相続の概念がない国はある?|世界の相続制度と日本との違いを解説

雑学

「世界には相続という考え方そのものがない国があるらしい」――そんな話を耳にして、本当なのか気になっていませんか。実は、日本のような法定相続分や遺留分といった仕組みが当てはまらない社会は、現代にも歴史上にも存在します。この記事では、相続の概念が薄い国や地域の実例、イスラム法や慣習法による承継のルール、そして海外に資産や家族がいる場合に日本人が注意すべきポイントまで、初心者にもわかりやすく整理します。読み終える頃には、世界の相続事情と自分に必要な備えが見えてくるはずです。

「相続の概念がない国」は本当に存在するのか?

結論からお伝えすると、現代の国家で「相続に関する法律がまったく存在しない国」はほぼありません。人が亡くなったときに財産を誰が引き継ぐのかというルールがなければ、土地や預金をめぐる争いが多発し、社会そのものが混乱してしまうからです。
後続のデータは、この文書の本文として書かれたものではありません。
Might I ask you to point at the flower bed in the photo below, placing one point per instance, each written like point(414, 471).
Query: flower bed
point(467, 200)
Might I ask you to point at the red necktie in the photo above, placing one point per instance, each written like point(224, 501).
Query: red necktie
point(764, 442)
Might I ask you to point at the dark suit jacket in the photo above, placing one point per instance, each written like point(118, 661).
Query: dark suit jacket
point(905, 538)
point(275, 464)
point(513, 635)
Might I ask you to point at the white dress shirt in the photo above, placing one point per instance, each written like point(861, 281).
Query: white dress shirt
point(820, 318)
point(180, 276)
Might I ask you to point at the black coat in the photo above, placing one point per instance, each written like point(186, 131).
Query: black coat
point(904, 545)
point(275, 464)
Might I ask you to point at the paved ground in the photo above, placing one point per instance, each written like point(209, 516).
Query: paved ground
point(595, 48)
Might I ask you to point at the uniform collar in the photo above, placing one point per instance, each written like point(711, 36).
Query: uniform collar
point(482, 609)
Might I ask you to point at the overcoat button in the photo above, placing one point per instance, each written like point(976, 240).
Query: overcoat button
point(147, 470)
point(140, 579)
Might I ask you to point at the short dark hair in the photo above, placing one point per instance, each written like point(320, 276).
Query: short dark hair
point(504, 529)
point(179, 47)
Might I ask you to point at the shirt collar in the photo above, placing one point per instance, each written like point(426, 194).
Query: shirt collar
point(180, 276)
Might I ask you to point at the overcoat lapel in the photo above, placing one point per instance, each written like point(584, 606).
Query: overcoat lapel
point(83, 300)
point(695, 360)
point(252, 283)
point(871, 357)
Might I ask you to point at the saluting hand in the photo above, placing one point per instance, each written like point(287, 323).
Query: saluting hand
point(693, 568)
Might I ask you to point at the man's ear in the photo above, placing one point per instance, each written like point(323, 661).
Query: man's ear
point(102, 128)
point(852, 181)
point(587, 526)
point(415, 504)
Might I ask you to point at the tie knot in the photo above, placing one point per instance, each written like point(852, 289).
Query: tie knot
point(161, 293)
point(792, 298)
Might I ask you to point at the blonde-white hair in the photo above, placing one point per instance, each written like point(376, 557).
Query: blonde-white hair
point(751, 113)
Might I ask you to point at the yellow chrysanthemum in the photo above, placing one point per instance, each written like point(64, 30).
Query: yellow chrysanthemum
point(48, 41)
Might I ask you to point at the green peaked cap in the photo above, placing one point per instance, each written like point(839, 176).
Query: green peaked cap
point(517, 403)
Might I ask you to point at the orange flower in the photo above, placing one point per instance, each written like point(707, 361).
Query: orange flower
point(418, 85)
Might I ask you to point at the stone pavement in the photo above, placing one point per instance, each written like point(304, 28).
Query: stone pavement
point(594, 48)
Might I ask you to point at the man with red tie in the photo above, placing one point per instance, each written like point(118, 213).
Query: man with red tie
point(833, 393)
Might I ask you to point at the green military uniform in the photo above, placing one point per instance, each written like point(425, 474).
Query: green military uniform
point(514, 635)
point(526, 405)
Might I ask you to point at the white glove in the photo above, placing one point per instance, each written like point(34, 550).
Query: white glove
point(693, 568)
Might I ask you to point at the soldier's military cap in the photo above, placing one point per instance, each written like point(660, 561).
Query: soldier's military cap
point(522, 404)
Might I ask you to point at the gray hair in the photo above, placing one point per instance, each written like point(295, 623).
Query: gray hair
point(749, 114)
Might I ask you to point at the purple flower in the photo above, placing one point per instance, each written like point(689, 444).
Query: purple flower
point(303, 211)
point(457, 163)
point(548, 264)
そのため、どの国も最低限の財産承継ルールを備えています。

ただし、「相続という言葉はあるが、その中身が日本とはまったく違う」という国は数多くあります。日本の相続制度は、個人が財産を所有していることを前提に、配偶者や子といった法定相続人へ承継され、遺言によってある程度自由に配分を変えられる仕組みです。ところが世界には、財産の所有主体が個人ではなく氏族や共同体である社会、宗教の教えによって配分比率が固定されている社会が存在します。こうした地域では、日本人がイメージする「親の財産を子が受け継ぐ」という発想自体が成り立ちません。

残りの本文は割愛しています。